Leading off the lobby are three banks of elevators: two on the south side of the main corridor, as well as a set of four elevators on the east side near New Street. Fifteen elevators serve only the first through 16th stories, while six serve the tower's executive offices, for a total of 21 passenger elevators. A set of three fire stairs also rises the height of the building. When the building was completed, each story also had its own fire alarm station and watchman's tower, as well as bronze-framed directory signs.

==== Upper stories ====
On the lowest sixteen stories, a hallway typically leads from the elevators around the interior light court, and there is office space both around the interior light court and the exterior boundary. The tower floors have L-shaped corridors. Access to the older southern portion of the building is provided from the newer northern portion on all stories, with fire doors connecting both portions. The walls of the elevator foyers have Botticino marble paneling reaching to the ceiling, and the main hallways have 5 ft marble wainscoting. The floors in the main foyers and corridors are designed with Tennessee marble bordered with black marble, while the white-plastered ceilings each contain a molding with dentils. In the side corridors, the walls are finished in hard plaster and have 5 ft hollow metal moldings. The side corridors have hollow-metal trim and doors with mahogany finishes, as well as gray-and-buff flooring strips.

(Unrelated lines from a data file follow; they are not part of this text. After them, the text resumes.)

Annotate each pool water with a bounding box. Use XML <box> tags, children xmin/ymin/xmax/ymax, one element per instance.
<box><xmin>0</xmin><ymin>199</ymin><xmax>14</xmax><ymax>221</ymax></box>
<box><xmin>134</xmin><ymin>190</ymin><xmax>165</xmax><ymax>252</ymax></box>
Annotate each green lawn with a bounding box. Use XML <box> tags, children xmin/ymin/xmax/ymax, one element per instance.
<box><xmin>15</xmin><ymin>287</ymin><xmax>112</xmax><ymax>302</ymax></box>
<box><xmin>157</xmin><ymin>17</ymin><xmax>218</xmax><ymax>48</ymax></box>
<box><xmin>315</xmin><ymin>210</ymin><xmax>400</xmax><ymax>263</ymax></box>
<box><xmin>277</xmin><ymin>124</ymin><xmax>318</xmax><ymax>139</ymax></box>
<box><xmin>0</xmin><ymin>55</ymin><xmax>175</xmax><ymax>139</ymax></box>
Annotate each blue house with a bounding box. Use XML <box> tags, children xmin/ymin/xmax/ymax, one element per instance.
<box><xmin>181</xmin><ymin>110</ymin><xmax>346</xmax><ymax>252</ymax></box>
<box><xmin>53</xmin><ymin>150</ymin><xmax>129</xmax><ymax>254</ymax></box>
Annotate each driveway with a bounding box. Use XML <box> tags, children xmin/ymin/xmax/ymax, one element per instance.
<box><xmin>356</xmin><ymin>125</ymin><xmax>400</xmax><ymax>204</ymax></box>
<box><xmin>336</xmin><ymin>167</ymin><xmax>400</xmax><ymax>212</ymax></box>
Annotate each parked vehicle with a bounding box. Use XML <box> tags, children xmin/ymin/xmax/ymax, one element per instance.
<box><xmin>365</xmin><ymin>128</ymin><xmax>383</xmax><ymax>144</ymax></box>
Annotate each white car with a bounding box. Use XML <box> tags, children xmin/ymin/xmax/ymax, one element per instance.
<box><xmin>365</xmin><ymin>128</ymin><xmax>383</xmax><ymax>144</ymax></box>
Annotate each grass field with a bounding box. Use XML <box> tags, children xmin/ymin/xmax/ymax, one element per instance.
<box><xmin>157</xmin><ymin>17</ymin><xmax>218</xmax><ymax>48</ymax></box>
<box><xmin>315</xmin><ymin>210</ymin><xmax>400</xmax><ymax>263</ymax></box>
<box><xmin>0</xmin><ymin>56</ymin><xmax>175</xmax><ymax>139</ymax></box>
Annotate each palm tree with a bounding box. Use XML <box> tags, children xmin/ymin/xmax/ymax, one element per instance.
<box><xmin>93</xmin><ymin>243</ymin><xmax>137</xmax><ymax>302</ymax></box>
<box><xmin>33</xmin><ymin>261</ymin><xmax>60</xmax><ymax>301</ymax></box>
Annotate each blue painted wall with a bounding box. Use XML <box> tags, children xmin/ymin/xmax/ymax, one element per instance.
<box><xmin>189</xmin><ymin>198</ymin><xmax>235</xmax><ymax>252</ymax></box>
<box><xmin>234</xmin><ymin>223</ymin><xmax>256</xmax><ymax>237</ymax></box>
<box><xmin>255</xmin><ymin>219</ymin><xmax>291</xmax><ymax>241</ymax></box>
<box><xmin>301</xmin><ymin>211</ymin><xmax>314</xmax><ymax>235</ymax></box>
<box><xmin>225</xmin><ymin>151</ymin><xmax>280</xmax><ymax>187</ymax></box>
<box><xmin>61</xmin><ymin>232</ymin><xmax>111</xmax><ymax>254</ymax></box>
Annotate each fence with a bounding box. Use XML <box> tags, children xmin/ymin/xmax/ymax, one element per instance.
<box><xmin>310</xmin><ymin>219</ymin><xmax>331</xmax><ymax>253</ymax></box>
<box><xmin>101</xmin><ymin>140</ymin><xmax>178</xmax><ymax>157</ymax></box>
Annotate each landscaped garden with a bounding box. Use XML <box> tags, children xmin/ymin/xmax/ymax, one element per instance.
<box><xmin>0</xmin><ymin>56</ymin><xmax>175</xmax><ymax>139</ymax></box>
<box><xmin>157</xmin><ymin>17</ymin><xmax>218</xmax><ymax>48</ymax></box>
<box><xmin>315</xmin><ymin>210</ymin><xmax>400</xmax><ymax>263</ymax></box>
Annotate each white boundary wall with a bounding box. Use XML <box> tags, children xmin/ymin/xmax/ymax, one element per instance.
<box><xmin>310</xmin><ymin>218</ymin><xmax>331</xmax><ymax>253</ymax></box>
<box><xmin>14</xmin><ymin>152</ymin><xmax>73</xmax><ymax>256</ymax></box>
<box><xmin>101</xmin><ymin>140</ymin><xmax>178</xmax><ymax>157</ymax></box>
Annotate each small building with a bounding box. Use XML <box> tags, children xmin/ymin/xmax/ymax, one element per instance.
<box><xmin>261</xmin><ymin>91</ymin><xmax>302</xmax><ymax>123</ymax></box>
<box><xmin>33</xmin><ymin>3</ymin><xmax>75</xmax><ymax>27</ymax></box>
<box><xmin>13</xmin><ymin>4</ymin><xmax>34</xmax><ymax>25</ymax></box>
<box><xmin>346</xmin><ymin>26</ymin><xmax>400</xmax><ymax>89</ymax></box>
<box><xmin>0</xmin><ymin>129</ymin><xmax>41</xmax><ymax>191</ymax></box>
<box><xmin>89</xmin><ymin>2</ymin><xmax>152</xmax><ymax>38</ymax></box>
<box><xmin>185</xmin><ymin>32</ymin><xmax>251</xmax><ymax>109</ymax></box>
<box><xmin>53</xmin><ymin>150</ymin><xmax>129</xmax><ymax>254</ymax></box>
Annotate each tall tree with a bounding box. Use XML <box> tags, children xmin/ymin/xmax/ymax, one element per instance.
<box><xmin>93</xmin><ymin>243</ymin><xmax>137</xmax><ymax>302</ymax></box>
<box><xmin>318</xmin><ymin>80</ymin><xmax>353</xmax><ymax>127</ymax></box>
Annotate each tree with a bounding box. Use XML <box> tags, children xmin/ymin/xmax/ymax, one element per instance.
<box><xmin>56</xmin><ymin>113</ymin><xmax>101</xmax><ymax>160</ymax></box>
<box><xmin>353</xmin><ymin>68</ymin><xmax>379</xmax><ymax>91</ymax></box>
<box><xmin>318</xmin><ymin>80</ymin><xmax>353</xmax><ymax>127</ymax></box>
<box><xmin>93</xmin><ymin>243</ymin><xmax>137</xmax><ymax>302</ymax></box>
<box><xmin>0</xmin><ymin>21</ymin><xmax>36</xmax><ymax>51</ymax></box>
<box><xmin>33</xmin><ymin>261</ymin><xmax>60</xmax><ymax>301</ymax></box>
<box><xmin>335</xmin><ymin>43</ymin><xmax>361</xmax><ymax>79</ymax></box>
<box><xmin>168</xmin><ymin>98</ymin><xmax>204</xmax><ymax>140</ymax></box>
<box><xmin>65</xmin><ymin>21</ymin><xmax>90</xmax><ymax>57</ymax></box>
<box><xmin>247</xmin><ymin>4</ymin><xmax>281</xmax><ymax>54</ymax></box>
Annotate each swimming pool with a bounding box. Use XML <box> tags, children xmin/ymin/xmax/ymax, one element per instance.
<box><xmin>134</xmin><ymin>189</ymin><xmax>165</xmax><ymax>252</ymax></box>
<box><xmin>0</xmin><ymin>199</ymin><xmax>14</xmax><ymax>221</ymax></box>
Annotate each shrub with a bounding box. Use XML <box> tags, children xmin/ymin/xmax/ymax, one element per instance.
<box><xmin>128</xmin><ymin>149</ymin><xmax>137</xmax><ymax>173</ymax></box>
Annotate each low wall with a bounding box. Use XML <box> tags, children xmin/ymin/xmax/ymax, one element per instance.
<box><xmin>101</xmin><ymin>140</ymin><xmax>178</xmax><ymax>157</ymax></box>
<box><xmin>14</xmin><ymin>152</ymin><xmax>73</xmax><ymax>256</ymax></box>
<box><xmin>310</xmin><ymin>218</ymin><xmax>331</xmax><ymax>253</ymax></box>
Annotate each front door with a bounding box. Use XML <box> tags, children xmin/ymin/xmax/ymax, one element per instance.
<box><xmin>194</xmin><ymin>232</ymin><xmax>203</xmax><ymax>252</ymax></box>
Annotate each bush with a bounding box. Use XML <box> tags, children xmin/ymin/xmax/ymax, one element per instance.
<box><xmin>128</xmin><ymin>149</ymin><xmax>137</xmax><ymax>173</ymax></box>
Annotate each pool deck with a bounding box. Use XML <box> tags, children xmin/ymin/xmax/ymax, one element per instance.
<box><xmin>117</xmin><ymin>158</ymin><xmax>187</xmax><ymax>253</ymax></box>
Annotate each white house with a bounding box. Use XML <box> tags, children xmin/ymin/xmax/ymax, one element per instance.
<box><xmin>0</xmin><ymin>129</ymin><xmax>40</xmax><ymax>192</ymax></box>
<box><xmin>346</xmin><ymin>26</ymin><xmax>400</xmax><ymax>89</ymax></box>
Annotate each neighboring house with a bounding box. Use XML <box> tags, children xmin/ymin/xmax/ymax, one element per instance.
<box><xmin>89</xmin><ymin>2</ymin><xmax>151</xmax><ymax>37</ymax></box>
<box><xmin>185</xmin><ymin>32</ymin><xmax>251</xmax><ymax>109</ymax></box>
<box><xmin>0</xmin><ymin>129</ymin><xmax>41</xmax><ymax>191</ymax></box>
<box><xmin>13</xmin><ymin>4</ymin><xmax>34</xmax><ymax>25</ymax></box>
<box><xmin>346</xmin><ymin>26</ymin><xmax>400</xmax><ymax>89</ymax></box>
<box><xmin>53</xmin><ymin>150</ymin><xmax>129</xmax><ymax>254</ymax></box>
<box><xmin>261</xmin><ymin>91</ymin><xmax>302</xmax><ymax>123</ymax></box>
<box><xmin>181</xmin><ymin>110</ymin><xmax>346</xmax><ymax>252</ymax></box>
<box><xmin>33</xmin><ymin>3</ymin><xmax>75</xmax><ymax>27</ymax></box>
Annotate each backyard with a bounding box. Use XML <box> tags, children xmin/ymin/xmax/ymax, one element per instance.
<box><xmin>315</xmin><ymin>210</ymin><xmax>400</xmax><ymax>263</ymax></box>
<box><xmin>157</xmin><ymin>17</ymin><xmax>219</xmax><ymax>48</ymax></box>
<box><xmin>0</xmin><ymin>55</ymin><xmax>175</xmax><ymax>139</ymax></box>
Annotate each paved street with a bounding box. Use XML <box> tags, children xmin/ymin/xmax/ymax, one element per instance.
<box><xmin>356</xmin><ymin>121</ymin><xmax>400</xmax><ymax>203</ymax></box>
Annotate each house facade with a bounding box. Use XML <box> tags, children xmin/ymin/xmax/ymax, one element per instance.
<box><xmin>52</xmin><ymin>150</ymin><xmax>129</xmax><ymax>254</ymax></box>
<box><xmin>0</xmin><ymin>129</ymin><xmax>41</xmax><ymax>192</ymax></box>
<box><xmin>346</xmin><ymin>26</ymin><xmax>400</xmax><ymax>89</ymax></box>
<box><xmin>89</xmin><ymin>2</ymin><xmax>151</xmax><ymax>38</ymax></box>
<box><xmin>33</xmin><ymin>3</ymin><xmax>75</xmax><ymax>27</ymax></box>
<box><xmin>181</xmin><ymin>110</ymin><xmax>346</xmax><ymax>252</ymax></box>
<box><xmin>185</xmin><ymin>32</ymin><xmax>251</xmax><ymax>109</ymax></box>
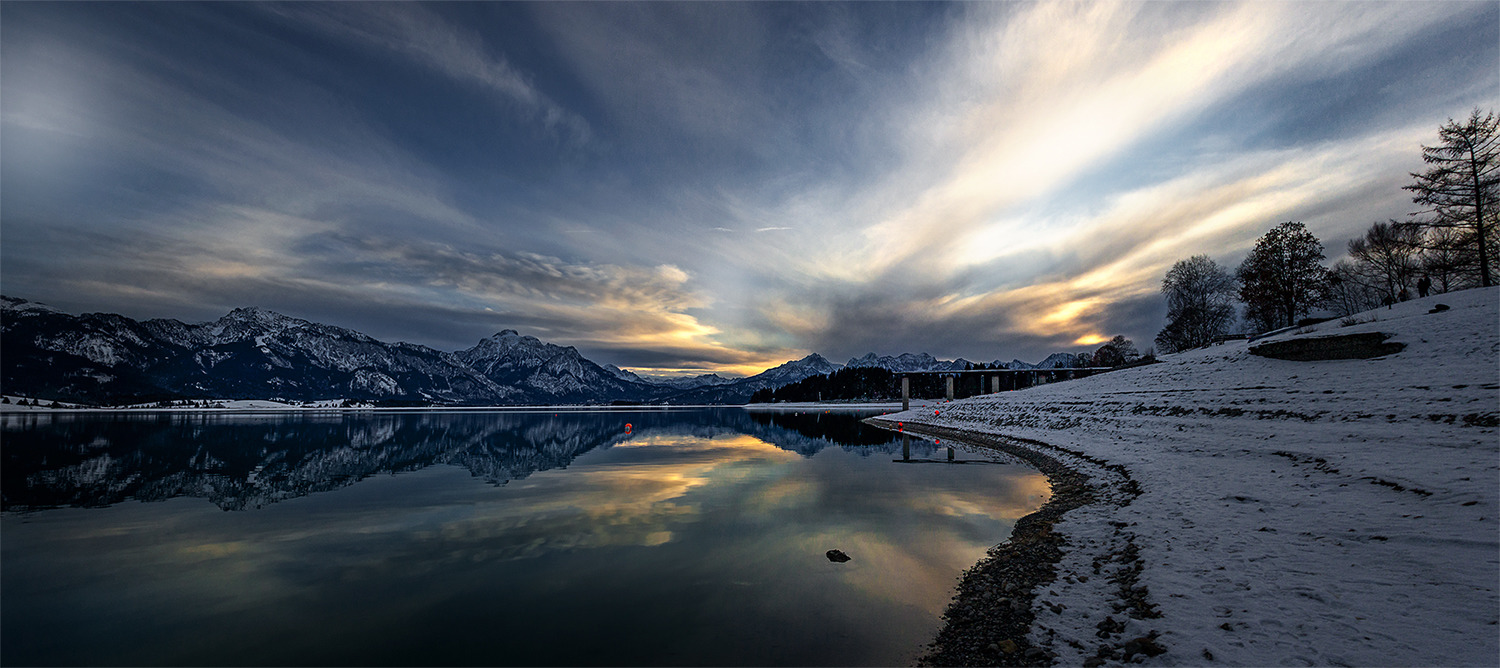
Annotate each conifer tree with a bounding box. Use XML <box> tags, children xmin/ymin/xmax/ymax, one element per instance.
<box><xmin>1404</xmin><ymin>108</ymin><xmax>1500</xmax><ymax>287</ymax></box>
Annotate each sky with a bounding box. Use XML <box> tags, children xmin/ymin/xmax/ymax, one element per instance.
<box><xmin>0</xmin><ymin>2</ymin><xmax>1500</xmax><ymax>375</ymax></box>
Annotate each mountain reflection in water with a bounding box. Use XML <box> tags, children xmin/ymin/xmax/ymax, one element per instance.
<box><xmin>0</xmin><ymin>408</ymin><xmax>1047</xmax><ymax>665</ymax></box>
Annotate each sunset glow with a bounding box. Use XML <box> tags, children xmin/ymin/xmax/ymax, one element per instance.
<box><xmin>0</xmin><ymin>2</ymin><xmax>1500</xmax><ymax>375</ymax></box>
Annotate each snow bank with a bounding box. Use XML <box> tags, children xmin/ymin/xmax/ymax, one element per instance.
<box><xmin>887</xmin><ymin>288</ymin><xmax>1500</xmax><ymax>665</ymax></box>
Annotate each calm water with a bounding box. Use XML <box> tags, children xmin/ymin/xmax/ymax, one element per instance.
<box><xmin>0</xmin><ymin>408</ymin><xmax>1047</xmax><ymax>665</ymax></box>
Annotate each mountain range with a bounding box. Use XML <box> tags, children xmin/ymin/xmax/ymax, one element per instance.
<box><xmin>0</xmin><ymin>297</ymin><xmax>1074</xmax><ymax>405</ymax></box>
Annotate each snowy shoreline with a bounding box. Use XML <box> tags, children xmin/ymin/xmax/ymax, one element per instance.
<box><xmin>879</xmin><ymin>288</ymin><xmax>1500</xmax><ymax>665</ymax></box>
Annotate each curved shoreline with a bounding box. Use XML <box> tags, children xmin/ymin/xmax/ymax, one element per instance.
<box><xmin>864</xmin><ymin>417</ymin><xmax>1164</xmax><ymax>666</ymax></box>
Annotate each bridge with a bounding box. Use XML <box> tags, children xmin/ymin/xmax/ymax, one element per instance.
<box><xmin>900</xmin><ymin>366</ymin><xmax>1115</xmax><ymax>410</ymax></box>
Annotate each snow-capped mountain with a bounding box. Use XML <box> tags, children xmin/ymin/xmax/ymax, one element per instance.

The executive stories contained oak-paneled offices, as well as reception rooms and meeting rooms. These spaces were designed by the firm of Clinton & Russell, Holton & George. The 17th story had space for an executive dining room, with space for nearly 200 people, and an adjoining kitchen. The dining space had tile floors and 7 ft tile wainscoting; white-enamel screens and enclosures; and a refrigerator with an ice machine. The 21st floor housed Standard Oil successor Socony's board room, which overlooked Broadway. The boardroom covered 2000 ft2 and contained a double-height ceiling with relief panels; a limestone fireplace; and oak wainscoting. The oak panels on the ceiling beams, and the stone on the walls, were attached to the skyscraper's steel frame. Next to it was an anteroom with carved oak pilasters, frieze, and moldings, as well as a plaster ceiling and Kato stone wall. Private offices extended south and east of the 21st-story boardroom and had walnut walls, plaster ceilings, Siena marble fireplaces, and cork floors covered with carpets. The 23rd floor contained squash courts with adjoining locker and shower rooms.

== History ==
The site of the Standard Oil Building was occupied by Dutch houses after the colony of New Amsterdam was founded in the 17th century. In the late 18th century, 26 Broadway was the home address of Alexander Hamilton, his wife Elizabeth Schuyler Hamilton, and their family. Hamilton occupied the house after resigning his position as United States Secretary of the Treasury. According to a 1786 directory, rum was also sold from the address in the late 18th century.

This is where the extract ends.